Yves CHUPEAU, Laboratoire de Biologie Cellulaire, INRA Versailles

Le génie génétique procure de nouveaux outils d’analyse pour les généticiens et les physiologistes. Il permet de transférer des gènes dans le patrimoine héréditaire d’organismes d’espèces ou de genre différents. Le transfert de gène suscite un certain nombre d’interrogations et alimente un débat passionné, alors que les premières autorisations de mise sur le marché d’Organismes Génétiquement Modifiés sont déjà accordées.

Il semble important de fournir des informations précises favorisant une discussion sur des arguments mieux fondés. La rapidité de transfert à l’industrie fournit l’une des explications au retard relatif des dispositifs réglementaires d’encadrement de l’utilisation du transfert de gènes.

Bref historique

La découverte dans les années 70 de transferts naturels de gènes chez les bactéries a permis l’essor de la génétique bactérienne et a donné lieu à de nombreuses applications industrielles.

Dès le début des années 80, ces processus de transfert de gènes ont été adaptés aux organismes supérieurs, en particulier chez les plantes du fait de la capacité de régénération des cellules végétales.

La première mise sur le marché d’une plante génétiquement modifiée remonte à 1993 (tomate, U.S.A.).

Du gène à la protéine

L’identité de chaque être vivant est représentée par l’ensemble de l’information génétique (le patrimoine héréditaire), qui se matérialise par la molécule géante d’ADN ou acide désoxyribonucléique.

Cette macromolécule est elle-même constituée de deux chaînes de molécules, les nucléotides, dont les parties essentielles sont l’une des quatre bases : adénine, thymine, cytosine, guanine.

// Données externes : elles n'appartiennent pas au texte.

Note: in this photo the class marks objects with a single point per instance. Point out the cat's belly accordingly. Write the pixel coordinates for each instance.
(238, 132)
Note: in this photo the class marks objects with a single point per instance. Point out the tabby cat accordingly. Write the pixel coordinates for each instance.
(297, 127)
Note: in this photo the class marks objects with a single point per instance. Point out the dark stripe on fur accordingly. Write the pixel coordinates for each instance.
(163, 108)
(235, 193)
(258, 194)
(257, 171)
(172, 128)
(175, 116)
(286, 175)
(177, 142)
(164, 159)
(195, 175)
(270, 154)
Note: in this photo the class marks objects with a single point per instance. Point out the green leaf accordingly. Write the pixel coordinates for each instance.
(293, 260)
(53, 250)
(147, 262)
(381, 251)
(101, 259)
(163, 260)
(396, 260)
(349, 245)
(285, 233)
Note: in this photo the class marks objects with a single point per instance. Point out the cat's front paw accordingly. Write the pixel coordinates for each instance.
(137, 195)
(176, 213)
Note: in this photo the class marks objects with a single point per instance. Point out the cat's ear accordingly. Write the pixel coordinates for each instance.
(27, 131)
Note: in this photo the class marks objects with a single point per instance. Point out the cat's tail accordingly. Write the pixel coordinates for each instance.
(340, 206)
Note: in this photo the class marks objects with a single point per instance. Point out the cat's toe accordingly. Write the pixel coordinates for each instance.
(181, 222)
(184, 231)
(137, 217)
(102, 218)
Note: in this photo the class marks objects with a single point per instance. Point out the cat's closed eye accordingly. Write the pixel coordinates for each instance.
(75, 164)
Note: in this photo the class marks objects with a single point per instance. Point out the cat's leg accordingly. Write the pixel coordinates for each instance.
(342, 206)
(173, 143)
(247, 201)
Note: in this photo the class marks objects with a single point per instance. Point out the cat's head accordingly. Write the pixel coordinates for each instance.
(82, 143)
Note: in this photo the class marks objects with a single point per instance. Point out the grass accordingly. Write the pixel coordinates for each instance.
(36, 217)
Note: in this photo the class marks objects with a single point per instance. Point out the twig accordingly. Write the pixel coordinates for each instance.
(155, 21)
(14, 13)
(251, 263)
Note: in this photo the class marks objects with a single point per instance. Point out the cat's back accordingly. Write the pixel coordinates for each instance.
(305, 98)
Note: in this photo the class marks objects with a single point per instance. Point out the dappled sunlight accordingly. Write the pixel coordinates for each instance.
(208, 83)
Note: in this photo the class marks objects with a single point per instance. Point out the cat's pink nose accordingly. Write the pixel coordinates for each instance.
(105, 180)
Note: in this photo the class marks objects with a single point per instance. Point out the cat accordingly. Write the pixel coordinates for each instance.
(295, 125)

La taille de ces macromolécules est variable selon les organismes, quelques millions de bases pour les bactéries, des milliards pour les plantes et les animaux (laitue 2.109, homme 3.109).

L’information génétique, le code génétique, repose sur l’arrangement de ces bases. Chaque triplet indique l’utilisation d’un acide aminé. Les acides aminés sont les constituants des protéines, dont la grande majorité sont des enzymes. Ces enzymes et leurs régulations assurent le fonctionnement des organismes vivants.

Un gène est une séquence de bases de l’ADN. Il s’exprime par un produit qui correspond le plus souvent à une protéine, de sorte que les triplets successifs de bases de l’ADN sont traduits en séquence de protéine. L’arrangement des acides aminés implique une structure dans l’espace pour la protéine ; cette structure, associée à d’autres éléments de séquences d’acides aminés, joue un rôle prépondérant dans l’activité de l’enzyme.

Propriétés de l’ADN

. Une remarquable stabilité :

L’ensemble de l’ADN se réplique fidèlement, avant chaque division cellulaire, pour donner des copies qui se répartissent dans chaque cellule fille. Ce dispositif instaure une transmission de l’ADN la plus homogène possible à toutes les cellules d’un organisme. Par contre, lors des divisions qui conduisent aux cellules sexuelles, des mécanismes de recombinaison entre génomes parentaux assurent la transmission à la descendance d’ADN recombiné (naturellement !).

– Les gènes essentiels, codant les activités du fonctionnement cellulaire, sont quasiment identiques (conservés) chez les bactéries, les plantes et les animaux. On peut dire schématiquement que des gènes d’animaux existent déjà dans les génomes de plantes !

. Une remarquable souplesse :

Le code génétique est universel, la séquence codante sera traduite de la même façon quelle que soit l’unité de vie dans laquelle on la fait exprimer. Ce qui explique que l’on puisse effectivement faire exprimer des gènes d’origine diverse dans des organismes variés.

Les gènes ne comportent pas que des séquences codant les protéines fonctionnelles : à proximité se trouvent des séquences régulatrices de l’expression du gène, qui modulent et adaptent l’activité des gènes en fonction des besoins de l’organisme. Ces séquences régulatrices se composent parfois de plusieurs dizaines d’éléments régulateurs, activateurs ou répresseurs. Ces signaux d’expression sont compris ou non par la machinerie cellulaire (fonction des conditions de milieu, de telle ou telle étape du développement, dans tel ou tel organe…). Les séquences régulatrices permettent de cibler précisément l’expression du gène qu’elle dirigent.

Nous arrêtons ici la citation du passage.